As described above, the embodiment of the present invention refracts the light irradiated to the black matrix 42 through the hologram pattern 44 so as to be irradiated to the transmission region. At this time, in order to focus the light that is refracted and irradiated through the hologram pattern 44, the angle of transmitted light should be less than or equal to the limit angle, so that the interval between the hologram patterns 44 is 3 μm or more in order to minimize the angle of refraction. Should be done.

Therefore, if the hologram pattern 44 is parallel to the gate line, the desired result cannot be obtained. As shown in FIG. 5, the hologram pattern 44 and the gate line 4 are inclined to each other. Here, the unexplained reference numerals 4, 5, 7, and 10 of FIG. 5 are the same as those of FIG. 2, and thus detailed description thereof will be omitted.

On the other hand, the polarizing plate 46 is preferably formed to an optically calculated thickness to be able to select the refractive angle of the irradiated light within the desired characteristics.

6 is a cross-sectional view schematically showing another embodiment of the present invention. As shown in FIG. 6, the upper substrate 48 and the black on which the transparent electrode (not shown) is formed are different from the embodiment of the present invention of FIG. 4. The liquid crystal injection layer 43 is formed between the lower substrate 41 on which the matrix 42 is formed, and the hologram pattern 44, the planarization film 45, and the polarizing plate are sequentially formed on the exposed surface of the upper substrate 48. 46), unlike the embodiment of the present invention, the transparent electrode of the upper substrate 48 is formed to have an optically calculated thickness so that the refractive angle of the irradiated light can be selected within desired characteristics.

As described above, the structure of the liquid crystal display device according to the present invention uses a hologram pattern to refract light that is not transmitted through the pixel structure to be irradiated to the transmission area, thereby significantly increasing the aperture ratio as compared with the conventional art. Compared to the lens, it is simpler to manufacture, thereby increasing the aperture ratio and reducing the production cost without reducing the yield.

Claims (5)

In the structure of a liquid crystal display device in which a liquid crystal injection layer is formed between a lower substrate and an upper substrate on which a black matrix is formed to protect the active layer of the thin film transistor from light, the liquid crystal display layer is formed on the upper substrate and irradiated to the black matrix of the lower substrate. And a hologram pattern for refracting light into a transmission region.

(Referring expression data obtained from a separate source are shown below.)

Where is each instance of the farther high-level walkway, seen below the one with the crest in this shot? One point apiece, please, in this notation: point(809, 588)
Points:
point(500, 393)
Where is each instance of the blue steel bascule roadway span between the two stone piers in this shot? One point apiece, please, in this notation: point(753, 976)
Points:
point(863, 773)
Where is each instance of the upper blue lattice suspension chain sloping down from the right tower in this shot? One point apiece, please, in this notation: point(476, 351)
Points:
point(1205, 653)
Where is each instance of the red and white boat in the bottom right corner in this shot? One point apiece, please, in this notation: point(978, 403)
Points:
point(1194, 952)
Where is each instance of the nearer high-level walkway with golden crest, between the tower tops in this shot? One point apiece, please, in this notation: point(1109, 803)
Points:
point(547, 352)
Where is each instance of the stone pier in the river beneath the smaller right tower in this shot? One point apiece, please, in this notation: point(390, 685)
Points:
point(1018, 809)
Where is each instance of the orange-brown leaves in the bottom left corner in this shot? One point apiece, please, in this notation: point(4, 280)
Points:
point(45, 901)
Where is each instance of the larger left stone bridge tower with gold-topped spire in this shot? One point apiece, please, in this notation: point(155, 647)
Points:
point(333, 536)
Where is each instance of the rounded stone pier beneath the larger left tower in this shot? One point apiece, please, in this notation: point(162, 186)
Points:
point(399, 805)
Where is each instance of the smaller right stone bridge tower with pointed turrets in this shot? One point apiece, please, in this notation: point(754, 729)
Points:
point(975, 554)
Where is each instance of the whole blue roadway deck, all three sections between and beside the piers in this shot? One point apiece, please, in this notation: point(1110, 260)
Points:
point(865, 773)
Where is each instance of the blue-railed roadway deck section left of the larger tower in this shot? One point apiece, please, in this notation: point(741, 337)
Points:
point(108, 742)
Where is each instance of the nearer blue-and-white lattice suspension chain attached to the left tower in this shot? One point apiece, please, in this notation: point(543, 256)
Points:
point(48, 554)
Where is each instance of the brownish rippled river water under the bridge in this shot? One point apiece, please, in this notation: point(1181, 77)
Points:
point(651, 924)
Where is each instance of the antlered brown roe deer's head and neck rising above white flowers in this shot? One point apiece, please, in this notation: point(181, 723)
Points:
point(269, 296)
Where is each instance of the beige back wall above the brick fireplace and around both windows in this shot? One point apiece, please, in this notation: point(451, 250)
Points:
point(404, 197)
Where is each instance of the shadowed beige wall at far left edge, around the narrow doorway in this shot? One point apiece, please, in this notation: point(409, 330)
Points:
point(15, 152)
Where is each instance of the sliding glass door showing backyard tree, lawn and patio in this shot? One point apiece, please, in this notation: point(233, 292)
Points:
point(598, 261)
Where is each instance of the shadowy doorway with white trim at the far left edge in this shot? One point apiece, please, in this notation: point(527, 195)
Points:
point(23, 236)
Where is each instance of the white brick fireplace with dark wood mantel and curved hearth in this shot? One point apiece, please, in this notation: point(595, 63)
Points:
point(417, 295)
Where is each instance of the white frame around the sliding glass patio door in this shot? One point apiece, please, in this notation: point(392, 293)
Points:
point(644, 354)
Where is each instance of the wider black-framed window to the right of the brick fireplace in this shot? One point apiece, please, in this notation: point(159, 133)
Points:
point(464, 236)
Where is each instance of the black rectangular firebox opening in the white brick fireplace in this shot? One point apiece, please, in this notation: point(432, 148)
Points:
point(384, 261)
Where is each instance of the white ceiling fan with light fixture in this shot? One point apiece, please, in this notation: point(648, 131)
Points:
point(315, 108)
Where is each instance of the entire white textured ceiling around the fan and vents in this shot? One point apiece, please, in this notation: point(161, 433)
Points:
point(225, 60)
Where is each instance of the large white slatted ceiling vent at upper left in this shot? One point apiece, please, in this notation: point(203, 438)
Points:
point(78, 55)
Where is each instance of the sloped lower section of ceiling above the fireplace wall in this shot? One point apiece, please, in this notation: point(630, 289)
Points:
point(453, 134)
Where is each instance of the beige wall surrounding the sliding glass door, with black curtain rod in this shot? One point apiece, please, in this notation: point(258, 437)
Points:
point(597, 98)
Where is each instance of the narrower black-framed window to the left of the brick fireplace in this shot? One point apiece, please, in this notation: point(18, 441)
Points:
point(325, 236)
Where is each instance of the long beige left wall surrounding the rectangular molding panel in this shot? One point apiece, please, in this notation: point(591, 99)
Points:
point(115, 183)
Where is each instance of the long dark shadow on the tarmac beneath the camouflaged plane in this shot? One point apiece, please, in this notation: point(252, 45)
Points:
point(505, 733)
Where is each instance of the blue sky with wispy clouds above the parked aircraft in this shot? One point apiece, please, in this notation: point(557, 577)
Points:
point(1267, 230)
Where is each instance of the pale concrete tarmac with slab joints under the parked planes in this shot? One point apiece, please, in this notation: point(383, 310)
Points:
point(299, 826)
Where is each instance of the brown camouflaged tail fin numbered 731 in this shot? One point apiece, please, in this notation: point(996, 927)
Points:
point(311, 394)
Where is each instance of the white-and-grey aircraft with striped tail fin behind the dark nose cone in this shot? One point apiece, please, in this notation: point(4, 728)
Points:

The structure of a liquid crystal display device according to claim 1, wherein the hologram pattern is formed to be inclined with the gate line of the thin film transistor. The structure of a liquid crystal display device according to claim 1, wherein the hologram pattern is formed between the upper substrate or the upper substrate on which the transparent electrode is formed and the liquid crystal injection layer. 4. The structure of a liquid crystal display device according to claim 3, wherein a planarization film and a polarizing plate are sequentially stacked on the hologram pattern formed on the upper substrate. The liquid crystal display of claim 3, wherein a planarization film, a polarizing plate, and a transparent electrode are sequentially stacked on the hologram pattern formed between the upper substrate and the liquid crystal injection layer so that the transparent electrode and the liquid crystal injection layer are in contact with each other. Structure.